Symptoms of carpal tunnel syndrome can vary. They usually come on gradually over time but sometimes can start very quickly and progress rapidly. Patients describe an intermittent feeling of ‘pins and needles’ in some, or all, the fingers supplied by the nerve. This is often worse at night but during the day it can be set off by activities such as driving, reading a newspaper or holding a phone to your ear. Some patients get pain on the front of their forearm which can at times be very unpleasant. Later on the hand can feel weak and uncoordinated and some people find it difficult to perform fine tasks such as doing up buttons. One or both hands can be affected but often one side is worse than the other.

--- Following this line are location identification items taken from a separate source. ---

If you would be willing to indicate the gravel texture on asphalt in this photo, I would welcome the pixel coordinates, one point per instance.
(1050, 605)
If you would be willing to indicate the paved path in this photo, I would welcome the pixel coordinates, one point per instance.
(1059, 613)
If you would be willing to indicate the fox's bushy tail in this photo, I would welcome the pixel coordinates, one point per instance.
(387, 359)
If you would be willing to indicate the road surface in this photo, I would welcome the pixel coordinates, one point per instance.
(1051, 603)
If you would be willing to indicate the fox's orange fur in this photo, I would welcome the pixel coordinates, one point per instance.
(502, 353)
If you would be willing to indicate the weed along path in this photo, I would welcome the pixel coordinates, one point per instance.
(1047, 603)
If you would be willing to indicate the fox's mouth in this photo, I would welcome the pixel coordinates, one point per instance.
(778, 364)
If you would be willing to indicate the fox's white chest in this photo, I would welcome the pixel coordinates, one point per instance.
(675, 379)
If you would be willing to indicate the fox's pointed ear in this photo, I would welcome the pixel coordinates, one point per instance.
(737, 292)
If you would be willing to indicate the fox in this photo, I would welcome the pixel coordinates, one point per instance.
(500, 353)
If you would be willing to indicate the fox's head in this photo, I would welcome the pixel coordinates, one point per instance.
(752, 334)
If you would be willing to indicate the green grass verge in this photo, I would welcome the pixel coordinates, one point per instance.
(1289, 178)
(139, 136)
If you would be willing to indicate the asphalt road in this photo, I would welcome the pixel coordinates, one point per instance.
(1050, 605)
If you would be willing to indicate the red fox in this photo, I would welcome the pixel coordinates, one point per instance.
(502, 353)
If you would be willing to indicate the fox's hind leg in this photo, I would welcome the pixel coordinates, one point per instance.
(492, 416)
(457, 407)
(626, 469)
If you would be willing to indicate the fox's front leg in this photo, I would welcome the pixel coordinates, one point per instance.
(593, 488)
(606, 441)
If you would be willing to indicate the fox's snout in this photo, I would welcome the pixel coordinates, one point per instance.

What can cause carpal tunnel syndrome?
Carpal tunnel syndrome is a common problem that affects women more frequently than men – as many as 5 in every 100 women may suffer from it during their lifetime.
There is no obvious cause for the condition, although some things are thought to increase the risk of carpal tunnel syndrome developing:
- If a close family member suffers from it.
- Pregnancy and menopause can bring on the symptoms and it is more common if you are overweight.
- Injuries to the wrist.
- If you have conditions such as diabetes, rheumatoid arthritis or an under active thyroid.
- Strenuous, repetitive work with the hand.
Treating carpal tunnel syndrome
Sometimes the symptoms will clear up by themselves but, if symptoms persist, you might try wearing a wrist splint at night or a steroid injection around the nerve. Surgery is an option for people who have intrusive symptoms which haven’t responded to non-surgical treatment or for those who start to develop signs of permanent nerve damage at their fingertips, such as numbness all the time.
The procedure only takes about 10 minutes (usually performed under a local anaesthetic) and reliably cures the problem in 95% of people. There’s no need to stay overnight in hospital and patients are encouraged to start using the hand again for light activities immediately after the surgery.